The most common radiation detectors are gas-filled detectors, which operate on the principle that radiation passing through air or a specific gas causes ionization of the air or gas molecules. The ion pairs produced are collected and measured as either current or pulses. These detectors typically have a cylindrical shape with two electrodes: a central electrode (the anode) and an outer sheath (the cathode), separated by an insulator.

When a voltage is applied across the electrodes, positive ions are attracted to the cathode, while negative ions move toward the anode. The collection of these charges creates a small current across the detector. By connecting a sensitive current meter between the anode and cathode, this small current can be measured and displayed as a signal. The more radiation that enters the chamber, the higher the current displayed by the instrument. When measuring the number of ion pairs collected at different applied voltages, six distinct regions of response can be observed.
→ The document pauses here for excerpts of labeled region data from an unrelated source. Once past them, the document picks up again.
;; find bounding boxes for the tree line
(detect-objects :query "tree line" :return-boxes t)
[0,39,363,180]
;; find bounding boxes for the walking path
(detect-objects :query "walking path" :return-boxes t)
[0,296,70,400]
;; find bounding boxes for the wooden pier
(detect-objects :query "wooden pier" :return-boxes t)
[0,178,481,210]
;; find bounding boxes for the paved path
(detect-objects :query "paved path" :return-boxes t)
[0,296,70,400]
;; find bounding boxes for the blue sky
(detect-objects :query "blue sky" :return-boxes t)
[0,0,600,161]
Radiation Monitoring Instruments

Radiation hazard evaluation is essential to ensure proper safety measures are adopted to control radiation exposure. In applications such as nucleonic gauges and well-logging equipment, the radioactive sources are sealed and encapsulated, eliminating the risk of internal exposure unless the source capsule is ruptured during use. However, external radiation hazards are easier to estimate, and numerous devices are available on the market for this purpose, designed by various manufacturers.
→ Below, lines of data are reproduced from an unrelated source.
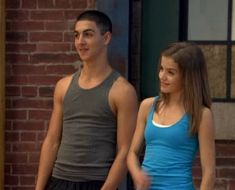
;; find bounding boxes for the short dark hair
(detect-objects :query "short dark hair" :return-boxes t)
[76,10,112,35]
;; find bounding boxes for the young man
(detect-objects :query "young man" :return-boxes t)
[36,10,138,190]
From a practical perspective, radiation monitoring devices can be classified into two main categories: area monitoring devices and personnel monitoring devices.
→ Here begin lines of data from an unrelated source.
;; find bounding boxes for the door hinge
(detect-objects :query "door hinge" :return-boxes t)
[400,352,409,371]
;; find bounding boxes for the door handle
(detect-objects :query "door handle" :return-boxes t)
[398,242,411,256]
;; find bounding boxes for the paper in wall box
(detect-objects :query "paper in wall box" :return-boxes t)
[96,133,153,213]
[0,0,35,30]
1. Area Monitoring Devices
   These devices are used to assess the radiation levels in a specific area, measuring either radiation intensity or exposure rates. The most commonly used instruments for area monitoring include:
   • Geiger-Müller (GM) Counters: These detect and measure ionizing radiation, giving a quick indication of radiation levels.
   • Ionization Chambers: These measure radiation by detecting the ionization of air or gas within the chamber, providing accurate readings of exposure rates.
   • Proportional Counters: These detect radiation by measuring ionization events in a gas-filled chamber, providing precise data on radiation intensity.
2. Area monitoring devices are essential for ensuring that radiation levels remain within safe limits, especially in controlled environments such as nuclear facilities, laboratories, and industrial settings where radiation sources are used.
3. Personnel Monitoring Devices
   These devices are used to monitor the radiation exposure of individual workers over a specific period. Personnel monitoring is crucial in ensuring that occupational radiation doses stay below regulatory limits. Commonly used personnel monitoring devices include:
   • Pocket Dosimeters: Small, portable devices that measure and display accumulated radiation exposure in real time, allowing workers to track their dose throughout the day.
   • Personnel Dose Monitoring Badges: These badges, often loaded with photo-sensitive film or Thermo-Luminescent Dosimeters (TLD), are worn by workers to record the cumulative radiation dose over a specified period, typically weeks or months.
   • Thermo-Luminescent Dosimeters (TLDs): These devices use materials that store energy when exposed to radiation. When heated, the energy is released as light, which can be measured to determine the radiation dose received by the wearer.

Personnel dosimeters provide valuable data about long-term exposure, allowing safety officers to track individual radiation doses and ensure compliance with safety standards. This helps in preventing overexposure, minimizing the risk of radiation-induced health problems, and maintaining a safe working environment.

Thus, nuclear power plants remain an indispensable component of India’s overall energy portfolio since they help ensure the country’s energy security and advance the cause of sustainable energy. However, ensuring the safety of these plants is paramount. Radioactive detectors are essential in maintaining this safety by continuously monitoring radiation levels, both in the environment and for personnel. These detectors help detect any potential radiation leaks or hazards, enabling quick responses to minimize risks, protect public health, and ensure that the plants operate within regulatory safety limits.